4. Beanie Sigel The B.Coming

The B.Coming is the sound of conscience rap; fuck Common. While all the trap-hoppers were slanging,murdering and womanizing, BeSi was locked in a cell and so his prospective is a little different. Beans is a bad man (he does his dirt) but he isn't happy about it (pain weighs heavy on his heart, it hurt). I'm not sure, but I think this is the bleakest hip hop album of all time. This is Nebraska, this is the Delta blues. Beanie Sigel is out of jail, he just doesn't sound like it.

3. Art Brut Bang Bang Rock & Roll

I think Art Brut annoys everyone at first. Then the drums and guitars get you. Then you're laughing/shouting BRAND NEW GIRLFRIEND. This album is a perfect example of a band finding a formula (loud, clean drums+loud, clean guitars+ridiulously prosaic verses+huge sing/shout-along choruses) and sticking with it. For almost any other rock band this might be too much of the same thing, but Art Brut is one of the few rock bands who are musically vibrant enough to compete with hip-hop these days. In other words: Art Brut! Top of the Pops!


2. Lil' Wayne Tha Carter II

I didn't believe it. Greatest rapper alive? Get out of here. But Weezy F. (the F stands for FEMA) Baby changed my mind and the evidence is right here. On track after track after track, Lil' Wayne spits pure fire. Everyone talks about how Wayne's grown into his cackle and how his voice adds depth to everything he says. I think he sounds silly and I like it. On the J.R. Writer mixtape track "Pick It Up," Weezy raps, "I've got a cocky-ass walk/I bounce and I bop" and he could just as easily be describing his gleeful flow. On Tha Carter II, his voice skips from high to low in a pleasant sing-song way that adds a tension to his frequently nasty rhymes. This is the South's Blueprint: throw any beat at Lil' Wayne and he'll kill it.
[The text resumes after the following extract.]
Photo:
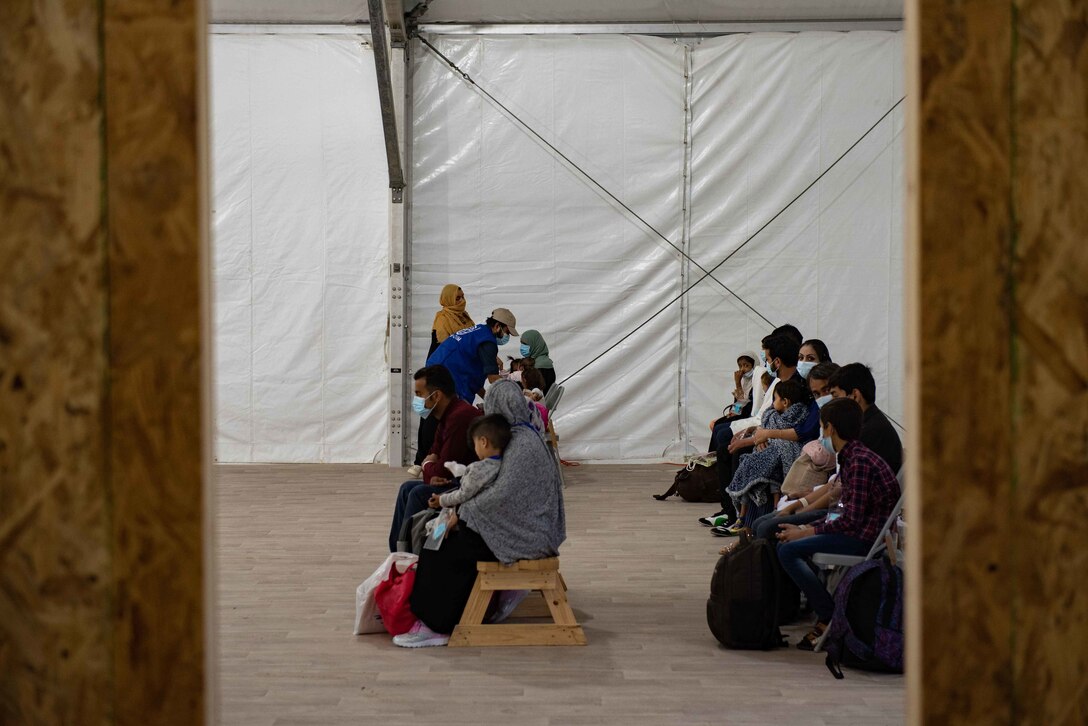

1. Kanye West Late Registration

What did you expect? Kanye just has too much more to say and too many more ways to say it. Plus it all holds together. "Crack Music" sits comfortably next to "Roses." The production is on point through out the album (although the hottest beat comes, ironically, from Just Blaze) and enough with the complaining about Kanye's flow: he stays on beat the entire record and offers up the right details to make his tales come to life. On "Drive Slow," my favorite track, Kanye absolutely kills it with the specifics of his memories, like his boy Mali, who had an Al B. Sure do, walking through the mall with his detachable stereo face in his hand. Late Registration isn't perfect--there's one awful track ("Bring Me Down") and a few more that don't live up to Kanye's absurdly high standards--but who else out there can talk to us about trapping, the buffet at KFC and the healthcare system AND make it sound this good?